Evaluating the comprehension and accuracy of ChatGPT's responses to diabetes-related questions in Urdu compared to English

Seyreen Faisal; Tafiya Erum Kamran; Rimsha Khalid; Zaira Haider; Yusra Siddiqui; Nadia Saeed; Sunaina Imran; Romaan Faisal; Misbah Jabeen

doi:10.1177/20552076241289730

Evaluating the comprehension and accuracy of ChatGPT's responses to diabetes-related questions in Urdu compared to English

Digit Health. 2024 Oct 17:10:20552076241289730. doi: 10.1177/20552076241289730. eCollection 2024 Jan-Dec.

Authors

Seyreen Faisal¹, Tafiya Erum Kamran¹, Rimsha Khalid¹, Zaira Haider¹, Yusra Siddiqui¹, Nadia Saeed², Sunaina Imran¹, Romaan Faisal³, Misbah Jabeen⁴

Affiliations

¹ Shifa College of Medicine, Shifa Tameer-e-Millat University, Islamabad, Pakistan.
² Department of Internal Medicine, Shifa College of Medicine, Shifa Tameer-e-Millat University, Islamabad, Pakistan.
³ Islamabad Medical and Dental College, Shaheed Zulfiqar Ali Bhutto Medical University, Islamabad, Pakistan.
⁴ Department of Endocrinology, Shifa International Hospital, Islamabad, Pakistan.

Abstract

Introduction: Patients with diabetes require healthcare and information that are accurate and extensive. Large language models (LLMs) like ChatGPT herald the capacity to provide such exhaustive data. To determine (a) the comprehensiveness of ChatGPT's responses in Urdu to diabetes-related questions and (b) the accuracy of ChatGPT's Urdu responses when compared to its English responses.

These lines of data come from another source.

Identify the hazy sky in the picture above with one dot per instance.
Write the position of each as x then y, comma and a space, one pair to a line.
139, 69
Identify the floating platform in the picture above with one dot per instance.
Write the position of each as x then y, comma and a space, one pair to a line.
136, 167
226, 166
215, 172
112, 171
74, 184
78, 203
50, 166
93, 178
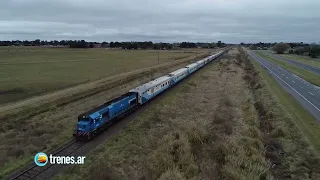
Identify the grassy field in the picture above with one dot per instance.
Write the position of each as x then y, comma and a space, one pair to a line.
303, 59
194, 135
49, 120
29, 71
220, 123
303, 119
290, 132
307, 75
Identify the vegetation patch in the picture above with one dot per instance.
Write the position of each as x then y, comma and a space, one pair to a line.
209, 129
287, 150
307, 75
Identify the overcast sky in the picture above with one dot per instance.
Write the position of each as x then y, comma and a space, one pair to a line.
232, 21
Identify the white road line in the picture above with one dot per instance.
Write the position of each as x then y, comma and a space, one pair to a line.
293, 89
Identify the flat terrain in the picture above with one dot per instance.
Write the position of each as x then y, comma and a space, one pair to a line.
223, 122
303, 73
303, 59
49, 120
303, 119
30, 71
304, 92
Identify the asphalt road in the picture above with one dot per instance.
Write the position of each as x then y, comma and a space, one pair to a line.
307, 94
298, 64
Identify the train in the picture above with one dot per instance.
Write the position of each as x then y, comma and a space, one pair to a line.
96, 120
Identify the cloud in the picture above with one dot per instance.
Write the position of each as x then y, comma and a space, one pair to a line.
180, 20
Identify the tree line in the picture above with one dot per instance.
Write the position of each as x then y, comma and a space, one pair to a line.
299, 48
116, 44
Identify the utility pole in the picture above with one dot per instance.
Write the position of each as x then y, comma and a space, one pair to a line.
158, 54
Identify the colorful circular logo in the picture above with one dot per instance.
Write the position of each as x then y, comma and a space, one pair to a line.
41, 159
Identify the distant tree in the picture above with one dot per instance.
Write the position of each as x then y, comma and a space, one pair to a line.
219, 44
253, 47
314, 51
300, 50
280, 48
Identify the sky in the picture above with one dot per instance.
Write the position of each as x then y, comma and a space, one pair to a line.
231, 21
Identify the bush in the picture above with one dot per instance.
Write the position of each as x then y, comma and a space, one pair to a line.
280, 48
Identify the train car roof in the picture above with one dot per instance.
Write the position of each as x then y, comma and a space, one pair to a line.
200, 61
176, 72
191, 65
150, 84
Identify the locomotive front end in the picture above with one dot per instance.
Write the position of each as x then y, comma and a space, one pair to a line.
83, 129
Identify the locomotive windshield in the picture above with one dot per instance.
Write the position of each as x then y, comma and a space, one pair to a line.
84, 119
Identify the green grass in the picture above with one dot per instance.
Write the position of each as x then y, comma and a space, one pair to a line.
217, 138
303, 59
29, 71
307, 124
308, 76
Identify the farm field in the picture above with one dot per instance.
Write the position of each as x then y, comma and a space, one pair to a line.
47, 125
196, 133
31, 71
306, 75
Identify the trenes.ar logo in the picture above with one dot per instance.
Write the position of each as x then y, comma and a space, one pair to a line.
41, 159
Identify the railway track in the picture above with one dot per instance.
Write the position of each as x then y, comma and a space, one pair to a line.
34, 171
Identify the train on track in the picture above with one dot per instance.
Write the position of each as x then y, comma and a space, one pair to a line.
98, 119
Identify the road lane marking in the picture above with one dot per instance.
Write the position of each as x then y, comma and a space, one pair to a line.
293, 89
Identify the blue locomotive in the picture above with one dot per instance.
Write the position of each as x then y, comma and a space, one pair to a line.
98, 119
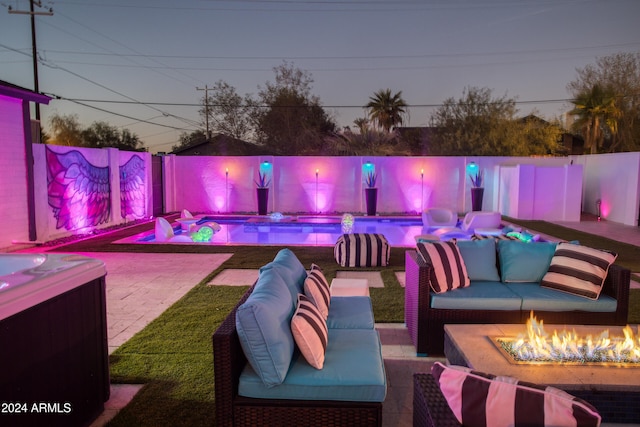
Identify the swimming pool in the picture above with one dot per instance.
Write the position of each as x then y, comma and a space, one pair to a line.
303, 230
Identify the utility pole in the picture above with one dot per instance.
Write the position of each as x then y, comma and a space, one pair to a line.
206, 109
34, 50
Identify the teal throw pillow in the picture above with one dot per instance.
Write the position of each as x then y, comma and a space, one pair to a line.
524, 262
480, 258
263, 322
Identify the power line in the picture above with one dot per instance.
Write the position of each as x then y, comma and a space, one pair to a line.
358, 57
178, 104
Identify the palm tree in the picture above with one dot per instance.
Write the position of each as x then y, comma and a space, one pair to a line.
597, 114
386, 109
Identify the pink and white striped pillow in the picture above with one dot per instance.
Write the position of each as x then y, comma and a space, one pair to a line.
316, 288
478, 399
448, 269
309, 330
578, 270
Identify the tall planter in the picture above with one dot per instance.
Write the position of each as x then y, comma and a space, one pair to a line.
371, 195
263, 200
477, 193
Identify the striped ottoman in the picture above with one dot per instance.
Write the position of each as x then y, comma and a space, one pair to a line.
362, 250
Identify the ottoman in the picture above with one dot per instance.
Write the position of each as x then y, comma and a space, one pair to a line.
362, 250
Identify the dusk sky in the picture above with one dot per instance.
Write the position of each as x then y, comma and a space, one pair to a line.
131, 63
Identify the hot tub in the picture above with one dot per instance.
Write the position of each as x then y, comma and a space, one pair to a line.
53, 339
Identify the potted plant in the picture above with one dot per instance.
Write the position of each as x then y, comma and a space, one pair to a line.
262, 192
477, 190
371, 192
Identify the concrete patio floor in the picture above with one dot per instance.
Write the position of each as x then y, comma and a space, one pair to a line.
137, 293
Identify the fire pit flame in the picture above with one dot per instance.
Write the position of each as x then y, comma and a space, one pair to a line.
566, 346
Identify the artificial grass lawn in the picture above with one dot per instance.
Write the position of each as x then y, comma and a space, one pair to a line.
173, 355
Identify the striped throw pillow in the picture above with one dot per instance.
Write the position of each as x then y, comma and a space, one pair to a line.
578, 270
480, 399
448, 269
310, 332
316, 288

Methods: A cross-sectional observational study was conducted. Two reviewers experienced in internal medicine and endocrinology graded 53 Urdu and English responses on diabetes knowledge, lifestyle, and prevention. A senior reviewer resolved discrepancies. Responses were assessed for comprehension and accuracy, then compared to English.

Results: Among the Urdu responses generated, only two of 53 (3.8%) questions were graded as comprehensive, and five of 53 (9.4%) were graded as correct but inadequate. We found that 25 of 53 (47.2%) questions were graded as mixed with correct and incorrect/outdated data, the most significant proportion of responses being graded as such. When considering the comparison of response scale grading the comparative accuracy of Urdu and English responses, no Urdu response (0.0%) was considered to have more accuracy than English. Most of the Urdu responses were found to have an accuracy less than that of English, an overwhelming majority of 49 of 53 (92.5%) responses.

Conclusion: We found that although the ability to retrieve such information about diabetes is impressive, it can merely be used as an adjunct instead of a solitary source of information. Further work must be done to optimize Urdu responses in medical contexts to approximate the boundless potential it heralds.

Keywords: Artificial intelligence; chronic disease management; health communication; patient education as a topic; telemedicine.